“Are you going to be here long?”

“I don’t know. It depends.”

“Perhaps something might turn up. In case it should, where could I reach you?”

I took a card that had only my name on it, and wrote the name of the building and the number of the room in which Bertha Cool had her office. I said, “A letter sent to me there will be delivered.”

She studied the card for a minute, tucked it in her purse, and smiled at me. I helped her on with her coat and took her home in the agency car. She lived in a two-storey frame building that needed paint. There was no sign in front intimating that it was a rooming-house, so I figured she was living with a private family. I didn’t bother too much about it because I knew I could find out all about her any time I wanted to. As she herself had said, the people in that town knew more about her business than she did.

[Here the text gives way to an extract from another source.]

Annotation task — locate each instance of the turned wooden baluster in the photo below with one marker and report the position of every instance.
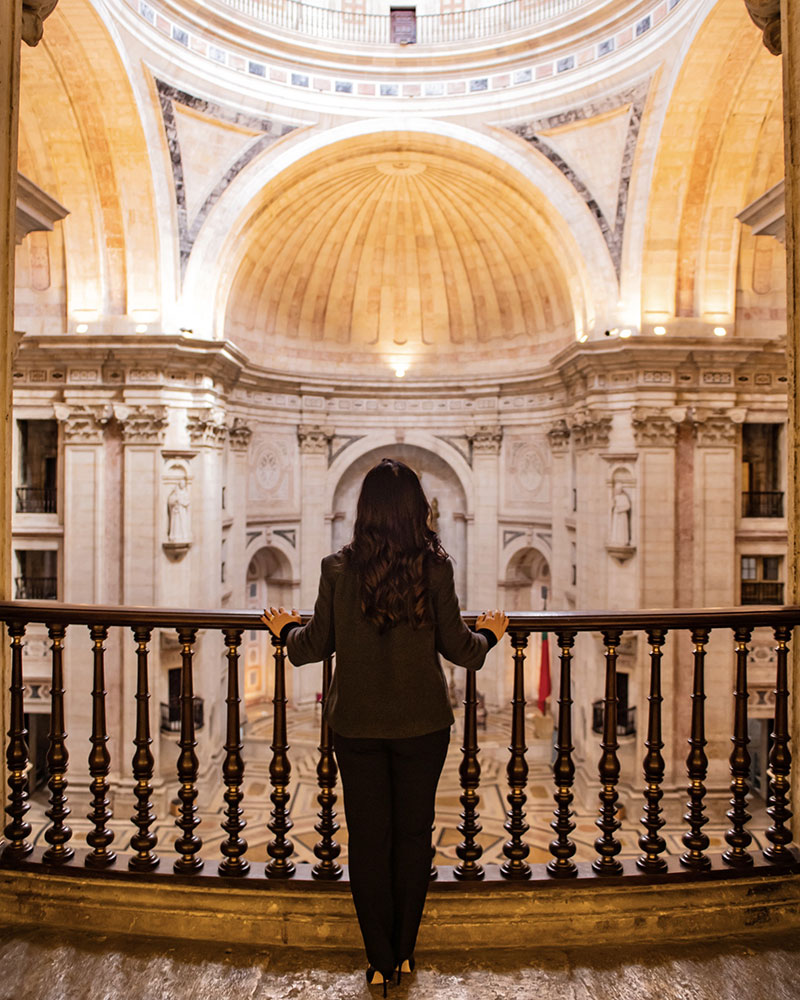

I could tell from the way she acted she hoped I wasn’t going to try to kiss her good night, and I didn’t.

I got back to the hotel a little before midnight. A cigar made the night clerk communicative. After a while I checked through the register and found the signatures of Miller Cross and Evaline Dell. I figured the addresses were phony, but made a surreptitious note of them just on general principles while the clerk was busy at the switchboard.

When he came back to the desk, we chatted for a while, and he mentioned that Miss Dell had arrived by train, that her trunk had been damaged, and she’d secured affidavits from the hotel porter and the transfer man. He hadn’t heard whether the claim had ever been settled.

I found I could send a wire from the telephone booth, and sent one to Bertha Cool:

Making slow progress. Get complete information on claim against Southern Pacific Railroad Company for damaged trunk shipped to Oakview about three weeks ago. Claim may have been made under name of Evaline Dell. Can I pay twenty-five bucks to party giving helpful information?